All the projects listed above have very complete documentation. You can also get information on methods of an object by typing, in ipython, something like img.ptp? where img is a numpy array to get information on the ptp function (which returns img.max() - img.min(), by the way).


  1. Strictly speaking, this is not true. There is also the Python Imaging Library (PIL), which is not the same as numpy (in fact, you have to convert back and forth). For the kind of image processing that I will be talking about, this does not matter as PIL is targeted towards other types of image manipulation.

  2. This is so useful that, if you are familiar with the shell, you might consider setting up an alias pylab=ipython -pylab. The pylab argument also imports several numerical packages (including numpy, which is named np, scipy, and pylab).

  3. For the curious, I contrast stretched the image for this tutorial.

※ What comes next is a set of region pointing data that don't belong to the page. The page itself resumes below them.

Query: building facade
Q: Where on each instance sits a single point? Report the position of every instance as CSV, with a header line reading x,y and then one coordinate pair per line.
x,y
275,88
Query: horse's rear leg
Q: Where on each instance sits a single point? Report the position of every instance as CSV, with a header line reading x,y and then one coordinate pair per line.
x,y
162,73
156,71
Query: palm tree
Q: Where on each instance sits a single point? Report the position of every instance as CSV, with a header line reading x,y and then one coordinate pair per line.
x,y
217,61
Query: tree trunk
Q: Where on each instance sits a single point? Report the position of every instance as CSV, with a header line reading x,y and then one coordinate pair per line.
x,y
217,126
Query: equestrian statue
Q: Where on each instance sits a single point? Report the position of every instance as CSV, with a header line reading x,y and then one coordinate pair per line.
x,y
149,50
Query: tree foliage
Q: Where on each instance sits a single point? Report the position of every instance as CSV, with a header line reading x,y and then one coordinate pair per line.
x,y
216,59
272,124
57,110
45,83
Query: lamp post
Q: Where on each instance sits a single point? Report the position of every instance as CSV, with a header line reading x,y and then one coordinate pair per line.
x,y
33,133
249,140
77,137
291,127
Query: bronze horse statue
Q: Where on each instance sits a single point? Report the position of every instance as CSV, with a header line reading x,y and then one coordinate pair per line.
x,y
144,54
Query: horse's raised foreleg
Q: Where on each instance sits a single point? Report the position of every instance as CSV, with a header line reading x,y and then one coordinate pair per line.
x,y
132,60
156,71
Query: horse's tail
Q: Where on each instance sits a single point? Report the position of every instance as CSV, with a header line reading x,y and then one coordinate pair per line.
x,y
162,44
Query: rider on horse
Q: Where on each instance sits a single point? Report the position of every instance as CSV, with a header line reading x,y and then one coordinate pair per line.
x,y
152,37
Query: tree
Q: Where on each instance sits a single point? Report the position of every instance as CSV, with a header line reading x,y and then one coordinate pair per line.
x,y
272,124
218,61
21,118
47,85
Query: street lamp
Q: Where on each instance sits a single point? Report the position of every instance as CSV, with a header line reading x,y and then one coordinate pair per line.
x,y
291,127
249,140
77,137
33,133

  4. If you are not too familiar with Python, you might not be comfortable with the dna // 2 notation. While 4 divided by 2 is obviously 2, it is not always clear what 3 divided by 2 should be. The integer division answer is that it’s 1 (with remainder 1), while the floating-point division answer is that it is 1.5. In Python, the // operator always gives you the integer division, while / used to give you integer division and now gives you the floating-point one. [^5]: In practice this is not the most efficient way to do this. The same operation can be done much faster using for obj in at_border: whole *= (whole != obj). Multiplying or adding boolean arrays might seem strange at first, but it’s a very useful idiom.